Color or black and white?
Marthe Lazarus: Color. I can always convert it to black and white later if I feel like it.
Natural light or artificial light?
Marthe Lazarus: I like it when the two are mixed.
Which city seems the most photogenic to you?
Marthe Lazarus: The grass is always greener elsewhere!
The city, country, or culture you dream of discovering?
Marthe Lazarus: Tanzania. To see the great animals. A kind of Garden of Eden.
A place you never tire of?
Marthe Lazarus: My bed.
The image that best represents the current state of the world?
Marthe Lazarus: A drone.
In your opinion, what is missing from the world today?
Marthe Lazarus: What an immense question… It is too big for me.
If God existed, would you ask Him to pose for you, or would you opt for a selfie with Him?

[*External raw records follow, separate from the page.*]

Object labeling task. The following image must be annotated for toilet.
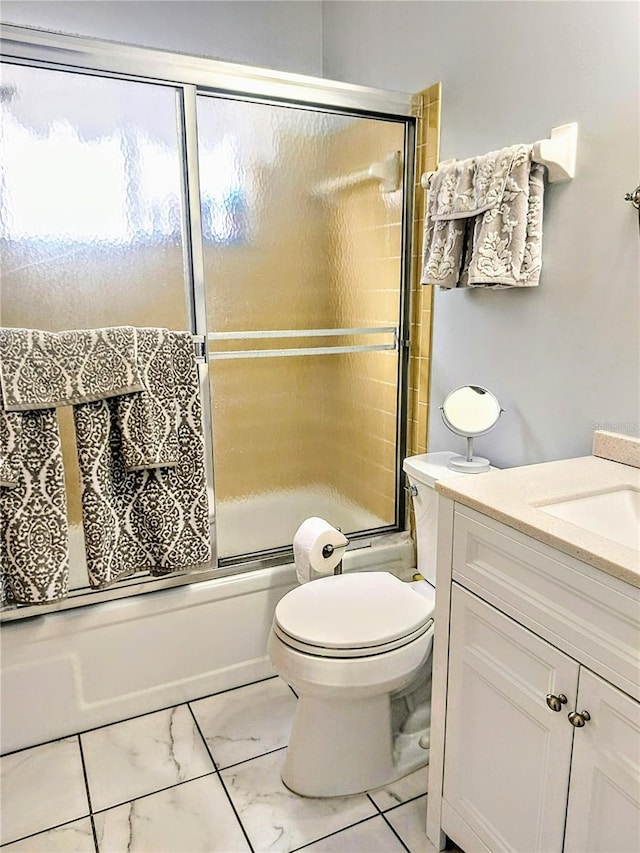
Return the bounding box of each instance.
[268,452,469,797]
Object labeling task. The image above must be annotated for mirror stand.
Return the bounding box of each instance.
[440,385,504,474]
[447,435,491,474]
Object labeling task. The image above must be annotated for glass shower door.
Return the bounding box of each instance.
[198,95,406,559]
[0,63,190,589]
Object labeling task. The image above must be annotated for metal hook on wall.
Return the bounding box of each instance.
[624,184,640,230]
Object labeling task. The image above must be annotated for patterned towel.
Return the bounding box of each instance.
[0,406,22,489]
[421,145,544,289]
[117,329,179,471]
[0,386,69,605]
[74,332,211,587]
[0,326,143,411]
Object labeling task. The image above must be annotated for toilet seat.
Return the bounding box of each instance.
[274,572,434,658]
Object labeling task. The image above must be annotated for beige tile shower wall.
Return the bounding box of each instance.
[323,122,403,524]
[407,83,441,454]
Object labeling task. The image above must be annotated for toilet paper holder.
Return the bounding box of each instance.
[322,544,349,575]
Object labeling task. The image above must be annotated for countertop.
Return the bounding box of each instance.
[436,456,640,587]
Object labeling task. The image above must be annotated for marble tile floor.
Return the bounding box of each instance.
[0,678,456,853]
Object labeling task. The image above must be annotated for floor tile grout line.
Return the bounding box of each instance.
[380,809,411,853]
[187,702,255,853]
[86,769,217,815]
[89,814,100,853]
[366,791,382,814]
[0,814,95,850]
[290,814,392,853]
[380,791,429,814]
[0,675,278,758]
[76,734,98,853]
[212,746,288,773]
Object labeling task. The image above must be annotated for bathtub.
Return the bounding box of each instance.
[1,533,415,753]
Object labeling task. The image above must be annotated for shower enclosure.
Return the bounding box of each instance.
[0,27,414,619]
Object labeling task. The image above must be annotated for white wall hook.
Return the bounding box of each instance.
[532,121,578,184]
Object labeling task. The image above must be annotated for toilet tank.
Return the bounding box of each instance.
[402,451,468,587]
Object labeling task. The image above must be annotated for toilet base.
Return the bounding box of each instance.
[282,695,429,797]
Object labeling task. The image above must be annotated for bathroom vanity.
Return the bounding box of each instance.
[427,434,640,853]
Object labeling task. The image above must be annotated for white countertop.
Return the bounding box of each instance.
[436,456,640,587]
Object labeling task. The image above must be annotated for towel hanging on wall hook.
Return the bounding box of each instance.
[624,184,640,236]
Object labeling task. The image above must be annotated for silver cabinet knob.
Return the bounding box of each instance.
[547,693,567,711]
[568,711,591,729]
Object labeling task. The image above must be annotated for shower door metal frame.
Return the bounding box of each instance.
[0,24,415,622]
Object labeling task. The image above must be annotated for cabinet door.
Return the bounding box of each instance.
[565,669,640,853]
[443,583,579,853]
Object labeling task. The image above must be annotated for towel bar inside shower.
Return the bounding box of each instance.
[420,121,578,185]
[199,326,398,361]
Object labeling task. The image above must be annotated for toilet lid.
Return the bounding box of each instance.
[275,572,434,649]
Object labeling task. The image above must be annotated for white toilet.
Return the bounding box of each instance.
[268,453,469,797]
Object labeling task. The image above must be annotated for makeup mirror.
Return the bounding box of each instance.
[440,385,504,474]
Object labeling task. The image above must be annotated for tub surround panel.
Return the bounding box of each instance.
[436,456,640,587]
[592,430,640,468]
[1,679,433,853]
[1,567,295,751]
[1,533,415,752]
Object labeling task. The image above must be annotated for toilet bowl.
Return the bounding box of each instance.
[268,572,435,797]
[268,453,476,797]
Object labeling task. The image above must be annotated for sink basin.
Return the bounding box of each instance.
[538,486,640,551]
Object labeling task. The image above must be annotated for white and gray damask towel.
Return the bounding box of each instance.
[0,326,143,412]
[117,329,179,471]
[421,145,544,289]
[74,332,211,587]
[0,386,69,605]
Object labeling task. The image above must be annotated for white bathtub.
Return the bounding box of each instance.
[1,533,415,753]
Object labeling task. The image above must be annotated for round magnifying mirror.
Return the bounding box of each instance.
[440,385,503,474]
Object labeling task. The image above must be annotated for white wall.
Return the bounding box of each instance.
[0,0,322,76]
[323,2,640,466]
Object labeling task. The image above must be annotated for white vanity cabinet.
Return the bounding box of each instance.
[427,498,640,853]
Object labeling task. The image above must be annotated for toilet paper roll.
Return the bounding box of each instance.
[293,516,349,583]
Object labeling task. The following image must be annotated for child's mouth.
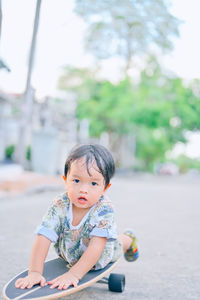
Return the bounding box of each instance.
[78,197,87,204]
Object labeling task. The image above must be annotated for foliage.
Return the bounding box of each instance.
[75,0,180,70]
[5,145,15,159]
[175,154,200,173]
[58,58,200,170]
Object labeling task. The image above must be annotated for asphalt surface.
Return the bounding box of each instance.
[0,176,200,300]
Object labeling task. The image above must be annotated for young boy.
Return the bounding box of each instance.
[15,145,138,290]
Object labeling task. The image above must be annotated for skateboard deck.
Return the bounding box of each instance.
[3,258,125,300]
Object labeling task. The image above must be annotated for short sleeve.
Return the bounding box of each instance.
[90,204,117,242]
[35,197,68,243]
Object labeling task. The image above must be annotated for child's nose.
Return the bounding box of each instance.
[80,184,88,194]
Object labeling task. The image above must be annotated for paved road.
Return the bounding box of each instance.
[0,177,200,300]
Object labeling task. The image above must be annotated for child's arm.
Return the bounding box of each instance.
[15,235,51,289]
[48,237,107,290]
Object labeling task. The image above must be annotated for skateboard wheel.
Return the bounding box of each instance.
[108,273,125,293]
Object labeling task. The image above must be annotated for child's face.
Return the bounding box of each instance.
[65,157,109,208]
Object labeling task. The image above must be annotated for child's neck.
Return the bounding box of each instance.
[72,204,90,226]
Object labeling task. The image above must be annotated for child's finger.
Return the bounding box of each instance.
[15,278,23,288]
[40,278,46,287]
[26,283,33,289]
[63,283,69,290]
[73,282,78,287]
[47,277,58,284]
[50,281,59,289]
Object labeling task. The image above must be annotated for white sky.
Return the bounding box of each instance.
[0,0,200,96]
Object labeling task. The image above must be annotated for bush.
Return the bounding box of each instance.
[175,155,200,173]
[5,145,15,159]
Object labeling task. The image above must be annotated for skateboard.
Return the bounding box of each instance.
[3,258,125,300]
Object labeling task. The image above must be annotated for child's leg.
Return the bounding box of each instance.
[118,234,132,253]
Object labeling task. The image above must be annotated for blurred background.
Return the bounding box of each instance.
[0,0,200,190]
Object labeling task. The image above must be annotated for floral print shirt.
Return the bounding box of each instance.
[36,193,122,270]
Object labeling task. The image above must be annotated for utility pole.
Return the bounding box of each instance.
[15,0,41,166]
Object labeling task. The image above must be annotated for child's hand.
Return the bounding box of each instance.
[48,271,79,290]
[15,272,46,290]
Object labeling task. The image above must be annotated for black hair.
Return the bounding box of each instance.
[64,144,115,187]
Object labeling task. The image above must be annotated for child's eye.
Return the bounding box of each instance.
[73,179,80,183]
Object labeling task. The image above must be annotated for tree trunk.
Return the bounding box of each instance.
[15,0,41,166]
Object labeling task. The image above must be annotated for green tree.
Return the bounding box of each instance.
[75,0,180,71]
[57,58,200,170]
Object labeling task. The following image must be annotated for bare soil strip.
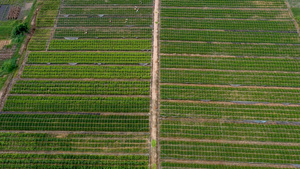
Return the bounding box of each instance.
[160,99,300,107]
[162,17,293,22]
[8,94,149,98]
[161,159,297,168]
[162,6,288,11]
[0,130,149,135]
[160,53,300,60]
[150,0,160,169]
[284,0,300,36]
[18,78,150,82]
[161,40,300,46]
[0,151,149,156]
[160,137,300,146]
[0,112,149,116]
[160,83,300,90]
[161,68,300,74]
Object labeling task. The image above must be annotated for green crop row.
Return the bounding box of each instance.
[161,18,296,32]
[28,29,51,51]
[160,29,300,44]
[161,8,291,19]
[3,96,150,113]
[161,162,284,169]
[57,16,152,27]
[22,65,150,79]
[161,141,300,164]
[64,0,153,6]
[160,118,300,143]
[10,80,150,95]
[60,7,153,17]
[160,101,300,121]
[0,154,149,169]
[160,85,300,104]
[161,69,300,87]
[0,133,149,153]
[0,113,149,132]
[54,27,152,39]
[161,0,287,8]
[49,39,152,51]
[36,0,61,27]
[161,42,300,57]
[161,56,300,72]
[27,52,151,65]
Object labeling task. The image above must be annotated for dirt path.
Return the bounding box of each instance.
[150,0,160,169]
[162,159,297,169]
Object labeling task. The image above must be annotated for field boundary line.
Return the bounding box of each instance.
[162,159,297,169]
[284,0,300,36]
[162,6,288,11]
[160,99,300,107]
[150,0,161,169]
[160,83,300,90]
[161,68,300,74]
[46,1,62,51]
[161,40,300,46]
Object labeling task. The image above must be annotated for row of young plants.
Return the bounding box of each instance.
[0,133,149,153]
[3,96,150,113]
[161,8,291,20]
[0,153,149,169]
[160,101,300,122]
[160,55,300,72]
[49,39,152,51]
[161,141,300,164]
[160,85,300,104]
[54,27,152,39]
[161,42,300,57]
[161,18,296,32]
[160,118,300,143]
[161,69,300,87]
[27,52,151,65]
[161,0,287,9]
[160,29,300,44]
[0,113,149,132]
[60,6,153,16]
[10,80,150,95]
[57,15,152,27]
[63,0,153,6]
[22,65,151,79]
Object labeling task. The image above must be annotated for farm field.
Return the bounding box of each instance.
[0,0,300,169]
[0,0,153,169]
[159,0,300,169]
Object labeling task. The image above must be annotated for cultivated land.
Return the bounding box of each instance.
[0,0,300,169]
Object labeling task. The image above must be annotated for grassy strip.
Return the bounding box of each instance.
[161,69,300,87]
[49,39,151,51]
[160,85,300,104]
[160,29,300,44]
[10,81,150,95]
[161,42,300,57]
[3,96,149,113]
[27,52,151,64]
[0,154,149,169]
[0,114,149,132]
[160,102,300,121]
[161,56,300,72]
[161,8,291,19]
[57,16,152,27]
[22,65,150,79]
[161,0,286,8]
[0,133,149,153]
[161,18,296,31]
[161,141,300,164]
[54,28,152,39]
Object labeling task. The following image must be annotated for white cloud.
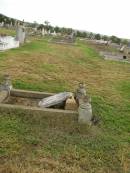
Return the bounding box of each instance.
[0,0,130,38]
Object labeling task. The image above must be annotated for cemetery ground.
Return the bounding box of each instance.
[0,33,130,173]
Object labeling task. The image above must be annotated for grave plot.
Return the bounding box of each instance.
[100,51,130,63]
[0,75,93,125]
[50,35,75,45]
[0,36,19,51]
[0,89,78,119]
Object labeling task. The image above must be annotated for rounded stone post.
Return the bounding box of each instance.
[78,96,92,125]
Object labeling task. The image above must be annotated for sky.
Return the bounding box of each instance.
[0,0,130,39]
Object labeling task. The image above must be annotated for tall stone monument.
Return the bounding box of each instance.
[16,23,26,44]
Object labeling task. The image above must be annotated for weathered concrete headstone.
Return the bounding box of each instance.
[75,83,87,105]
[78,96,92,125]
[38,92,72,108]
[16,25,26,44]
[65,96,78,111]
[0,75,12,103]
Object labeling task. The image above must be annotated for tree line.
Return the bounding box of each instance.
[0,14,128,44]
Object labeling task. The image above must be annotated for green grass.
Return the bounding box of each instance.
[0,38,130,173]
[0,28,15,36]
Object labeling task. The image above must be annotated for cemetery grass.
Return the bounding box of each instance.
[0,38,130,173]
[0,28,15,36]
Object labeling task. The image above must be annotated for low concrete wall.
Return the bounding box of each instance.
[10,89,54,99]
[0,104,78,127]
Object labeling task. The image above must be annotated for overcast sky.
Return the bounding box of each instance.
[0,0,130,39]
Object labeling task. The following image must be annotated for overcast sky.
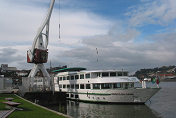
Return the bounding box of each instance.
[0,0,176,72]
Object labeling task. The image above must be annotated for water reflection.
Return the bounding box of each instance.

Marthe Lazarus: I would ask Him for nothing. On the other hand, I would find it very amusing if He wanted to be photographed or demanded selfies with His admirers.
Your favorite drug?
Marthe Lazarus: Television.
Your best way to disconnect?
Marthe Lazarus: I have a hard time disconnecting. But there is Tetris on my phone. I spend far too much time playing it.
Your latest extravagance?
Marthe Lazarus: A naïve painting of a horse, bought on Le Bon Coin. I am fascinated by vintage and kitsch objects.
Your greatest professional extravagance?
Marthe Lazarus: Presenting collages made from screenshots taken on the web to a photography competition that worshipped polished imagery. Unsurprisingly, I was not selected!
A profession you would not have liked to do?
Marthe Lazarus: There is no such thing as a foolish profession.
Which question unsettles you the most?
Marthe Lazarus: This one.
The last thing you did for the first time?
Marthe Lazarus: Entering the archives of the Bibliothèque nationale de France for a project. It was fascinating.
Your greatest regret?
Marthe Lazarus: Nostalgia is deeply rooted in me, and it is one of the reasons why I return so often to images taken throughout my life, reshaping and layering them. It is a way of reliving moments, reconnecting with people, or revisiting places. But regret is not really part of the way I think. On the other hand, I do have remorse about certain things.
If you had to start all over again?
Marthe Lazarus: I would organize my archives better and keep all my cameras.
If I could arrange your ideal dinner party, who would be at the table?
Marthe Lazarus: My dead.
What do you like people to say about you… afterwards?
Marthe Lazarus: If it is after a dinner at my home: “That was delicious!” Unfortunately, I am terrible cook!
The one thing everyone absolutely must know about you?
Marthe Lazarus: I am deeply attached to my freedom.
One final word?
Marthe Lazarus: I love accidents and surprises.